Darin sah das Finanzamt einen Verstoß gegen das ESchG, das eine Übertragung von mehr als 3 Embryonen und zuvor eine Entnahme von „zu vielen“ Eizellen verbietet. Die Behandlungskosten wurden vom Finanzamt deswegen nicht als außergewöhnliche Belastung anerkannt.
Der Prozess:
Dagegen erhob unser Mandant Klage. Wir machten geltend, dass im Regelfall sich nicht alle gewonnenen Eizellen befruchten lassen und auch nicht alle befruchtetet Eizellen sich weiter entwickeln. Um eine vertretbare Erfolgsaussicht der Behandlung zu erreichen, ist es wegen dieser „Ausfallquoten“ daher nötig, deutlich mehr als 3 Eizellen zu entnehmen, um am Ende im weiteren Behandlungsverlauf dann 1 oder 2 potente Eizellen für einen Rücktransfer nach Befruchtung im Reagenzglas zur Verfügung zu haben. Dieses Verfahren – der in der Reproduktionsmedizin bezeichnete „deutsche Mittelweg“ – sei auch zulässig, so unsere Argumentation, da § 1 Abs. 1 Zi. 5 gerade keine Höchstzahl vorschreibt und ferner die medizinische Tatsache der Ausfallquoten ausreichend einkalkuliert werden muss und darf.

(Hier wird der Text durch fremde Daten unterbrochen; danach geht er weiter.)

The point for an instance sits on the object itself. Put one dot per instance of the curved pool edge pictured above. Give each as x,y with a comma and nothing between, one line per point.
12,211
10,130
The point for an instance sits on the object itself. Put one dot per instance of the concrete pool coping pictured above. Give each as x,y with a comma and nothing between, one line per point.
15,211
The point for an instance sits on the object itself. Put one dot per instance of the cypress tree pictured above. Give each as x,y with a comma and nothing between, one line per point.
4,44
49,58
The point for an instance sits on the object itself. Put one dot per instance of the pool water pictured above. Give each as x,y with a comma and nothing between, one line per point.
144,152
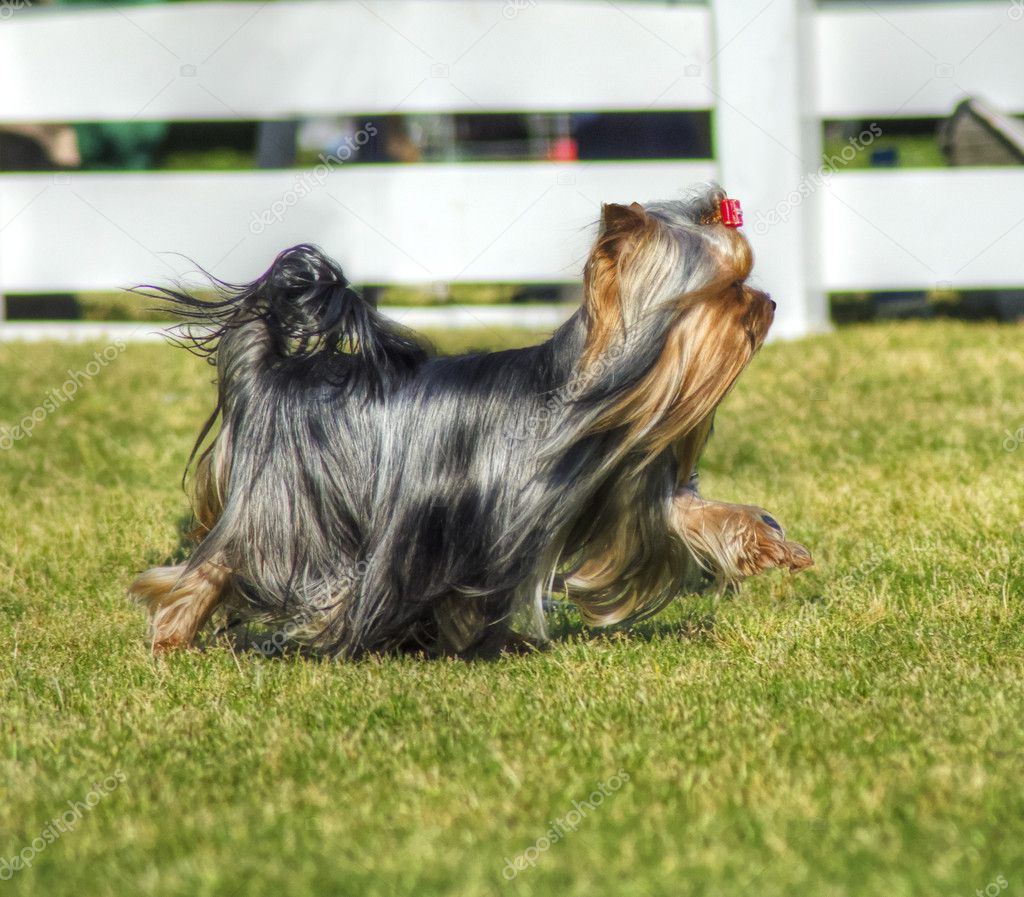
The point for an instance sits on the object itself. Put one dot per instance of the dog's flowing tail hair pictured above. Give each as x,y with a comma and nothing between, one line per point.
299,327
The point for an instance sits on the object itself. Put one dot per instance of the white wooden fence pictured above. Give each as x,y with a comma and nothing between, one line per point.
771,72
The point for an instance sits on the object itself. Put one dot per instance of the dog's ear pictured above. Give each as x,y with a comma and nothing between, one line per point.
622,219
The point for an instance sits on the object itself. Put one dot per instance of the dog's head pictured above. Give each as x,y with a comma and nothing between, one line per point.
667,284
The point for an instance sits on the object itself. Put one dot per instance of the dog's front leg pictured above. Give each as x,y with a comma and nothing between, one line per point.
733,541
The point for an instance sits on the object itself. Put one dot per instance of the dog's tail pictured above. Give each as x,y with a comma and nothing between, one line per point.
301,308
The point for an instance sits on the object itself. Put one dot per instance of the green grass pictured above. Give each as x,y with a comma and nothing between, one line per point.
858,729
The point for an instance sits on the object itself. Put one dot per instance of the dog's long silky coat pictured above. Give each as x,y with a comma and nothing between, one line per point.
381,499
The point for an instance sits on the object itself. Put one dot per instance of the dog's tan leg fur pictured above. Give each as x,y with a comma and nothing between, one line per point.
734,541
178,602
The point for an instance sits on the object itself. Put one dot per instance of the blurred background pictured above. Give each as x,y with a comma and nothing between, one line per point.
453,155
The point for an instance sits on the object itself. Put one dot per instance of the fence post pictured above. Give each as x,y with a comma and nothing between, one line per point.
768,145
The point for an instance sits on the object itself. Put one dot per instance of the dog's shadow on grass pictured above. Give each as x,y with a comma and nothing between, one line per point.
184,526
565,626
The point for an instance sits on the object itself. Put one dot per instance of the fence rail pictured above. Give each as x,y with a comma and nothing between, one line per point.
769,73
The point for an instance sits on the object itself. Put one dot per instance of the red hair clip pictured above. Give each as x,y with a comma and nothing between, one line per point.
732,215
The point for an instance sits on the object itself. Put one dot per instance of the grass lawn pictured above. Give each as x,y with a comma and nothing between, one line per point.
858,729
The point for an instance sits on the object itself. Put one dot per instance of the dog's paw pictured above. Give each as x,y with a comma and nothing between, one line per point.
765,547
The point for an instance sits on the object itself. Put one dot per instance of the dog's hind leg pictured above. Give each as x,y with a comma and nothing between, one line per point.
179,601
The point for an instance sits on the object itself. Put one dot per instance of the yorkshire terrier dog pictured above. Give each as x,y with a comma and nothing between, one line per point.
374,498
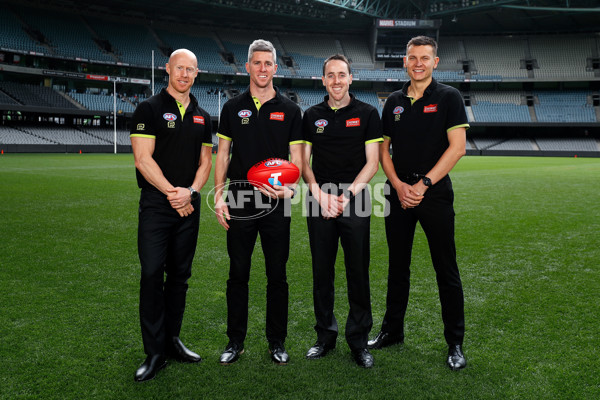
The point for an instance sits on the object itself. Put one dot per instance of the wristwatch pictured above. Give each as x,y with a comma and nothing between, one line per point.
193,193
348,194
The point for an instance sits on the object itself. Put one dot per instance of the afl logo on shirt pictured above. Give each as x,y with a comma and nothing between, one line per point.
321,124
352,122
397,111
245,116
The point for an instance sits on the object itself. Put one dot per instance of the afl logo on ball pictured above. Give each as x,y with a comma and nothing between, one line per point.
272,163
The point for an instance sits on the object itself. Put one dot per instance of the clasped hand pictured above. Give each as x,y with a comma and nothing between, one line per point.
180,199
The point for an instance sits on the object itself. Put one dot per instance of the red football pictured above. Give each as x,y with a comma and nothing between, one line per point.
273,171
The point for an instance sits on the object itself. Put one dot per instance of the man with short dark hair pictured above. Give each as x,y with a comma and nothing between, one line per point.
172,142
343,135
425,122
259,124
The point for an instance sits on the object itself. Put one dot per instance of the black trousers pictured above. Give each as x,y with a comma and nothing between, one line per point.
166,245
436,216
353,230
274,230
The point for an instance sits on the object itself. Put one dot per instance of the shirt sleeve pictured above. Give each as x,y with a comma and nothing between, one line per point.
387,118
142,122
307,127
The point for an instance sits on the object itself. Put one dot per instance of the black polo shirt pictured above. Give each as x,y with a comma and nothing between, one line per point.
179,139
338,139
419,130
258,134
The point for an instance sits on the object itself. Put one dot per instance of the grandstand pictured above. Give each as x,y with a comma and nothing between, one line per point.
525,92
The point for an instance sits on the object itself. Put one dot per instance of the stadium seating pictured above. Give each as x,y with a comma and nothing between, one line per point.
32,95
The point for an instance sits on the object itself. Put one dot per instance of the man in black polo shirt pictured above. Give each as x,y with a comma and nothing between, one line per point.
344,135
259,124
425,123
171,141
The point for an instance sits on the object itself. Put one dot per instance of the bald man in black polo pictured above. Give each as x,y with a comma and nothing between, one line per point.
171,141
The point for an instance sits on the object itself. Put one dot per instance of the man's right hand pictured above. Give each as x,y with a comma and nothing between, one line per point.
408,196
222,212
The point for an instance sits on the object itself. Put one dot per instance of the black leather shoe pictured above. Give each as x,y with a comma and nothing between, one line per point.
278,353
231,353
456,358
319,350
363,358
384,339
177,351
150,367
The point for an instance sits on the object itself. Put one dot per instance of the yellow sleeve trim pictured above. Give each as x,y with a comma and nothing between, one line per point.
374,140
141,135
466,126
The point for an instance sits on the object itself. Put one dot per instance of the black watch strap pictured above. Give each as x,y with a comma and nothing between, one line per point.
348,194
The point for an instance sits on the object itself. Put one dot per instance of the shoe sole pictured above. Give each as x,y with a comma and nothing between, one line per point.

Dieser Argumentation – die eine medizinische Gesetzmäßigkeit und Tatsache beschreibt – folgte das Finanzgericht Baden-Württemberg leider nicht. Es wies unsere Klage ab (Urteil vom 28.4.2015).
Jedoch war unsere Revision gegen das Urteil des FG erfolgreich. Der BFH (Urteil vom 17.5.2017) hob das Urteil des FG auf. Er stellte darauf ab, dass § 1 ESchG nicht das Verbot enthält, höchstens 3 Eizellen zu befruchten. Die Dreierregel gilt zwar für den Transfer von Embryonen, nicht aber für die davor liegende Entnahme und Befruchtungsversuche von Eizellen, also ein früheres Behandlungsstadium. Demnach muss und darf der Arzt eine sorgfältige individuelle Prognose zu Beginn der Behandlung über den zu erwartenden Behandlungsverlauf vornehmen. Er muss dabei das „Prognoseprofil“ der Patientin würdigen. Dabei muss berücksichtigt werden, dass durchschnittlich nur 20 – 30 % der Eizellen das Blastozystenstadium erreichen. Diese Misserfolgsquote, die erfahrungsgemäß und im Regelfall eintritt, darf einkalkuliert werden. Nur so sei eine vertretbare Erfolgsaussicht der Behandlung erreichbar.
Beim 1. Behandlungszyklus (4 entnommene Eizellen) hatte der BFH keine Bedenken. Hinsichtlich des 2 Behandlungszyklus (7 Eizellen) war die Sache für den BFH nicht spruchreif, da das Erstgericht die tatsächlichen Verhältnisse nicht ausreichend festgestellt hatte. Hier gab der BFH dem Erstgericht, an das er den Rechtsstreit zurückverwies , auf, durch Sachverständigengutachten zu klären, ob die Entnahme von 7 Eizellen unter Berücksichtigung der individuellen Umstände mit dem ESchG im Einklang war.